Meaningful interior design?
I have been reading Veranda today, the latest issue.
The houses look like
nobody lives in them. The photos and interior designs are just so you can fill the photo
with your own presence, I guess. But they look so impersonal, in many
cases like everything was bought and not gathered through a life. Even
the antiques are mostly bought stuff.
I feel like real families have a
mish-mash of things that means something to them, but in these houses,
do the pieces mean something or do they just look good together?
Because some of it looks fantastic, sure. But does it have deeper
meaning and emotional value on personal level? Or are these photos of these rooms like still-life paintings.

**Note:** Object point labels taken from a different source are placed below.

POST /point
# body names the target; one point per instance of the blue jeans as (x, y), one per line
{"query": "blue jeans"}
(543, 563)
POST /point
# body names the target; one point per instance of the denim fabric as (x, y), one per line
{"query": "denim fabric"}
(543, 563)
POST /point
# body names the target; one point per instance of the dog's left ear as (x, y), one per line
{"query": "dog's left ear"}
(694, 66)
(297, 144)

I like houses that are charming, where the people have left their mark with the selection of things and furniture. A kind of assemblage of personal experiences and interests that only living life and being curious about it can bring, not something you buy in a store. Some of my favorite houses are very different from each other, but they are all alive, you can feel the presence of the owner. I often feel like that is missing from these articles in these types of magazines. It is too clinically clean, too perfect, too impersonal. But my question is, do the photo designers do this on person so you can put yourself in the room in the picture? So you can dream about YOU having that place, that it is available and unoccupied by someone else? I don't know, what do you think?
2 comments:
I know what you mean, I feel the same and quickly turn pages. I do like design and home magazines, I like the innovative new furniture that comes around from time to time. "New classics". But the all white, clean, almost sterile places, to me they are not homes. It could well be a studio...I know that I like mismatch of furniture, but tuned together. Some people love their furniture from the 70´s, I have furniture from the 1870´s, (or maybe a little later) together with the much less interesting IKEA book shelfs and sofa.
I know what would happen if I moved in to one of those house studios, there would be books and embroideries and sewing threads on the table, a blanket thrown away on the sofa and lego on the floor... So, yes I would have that place, but transformed into my home.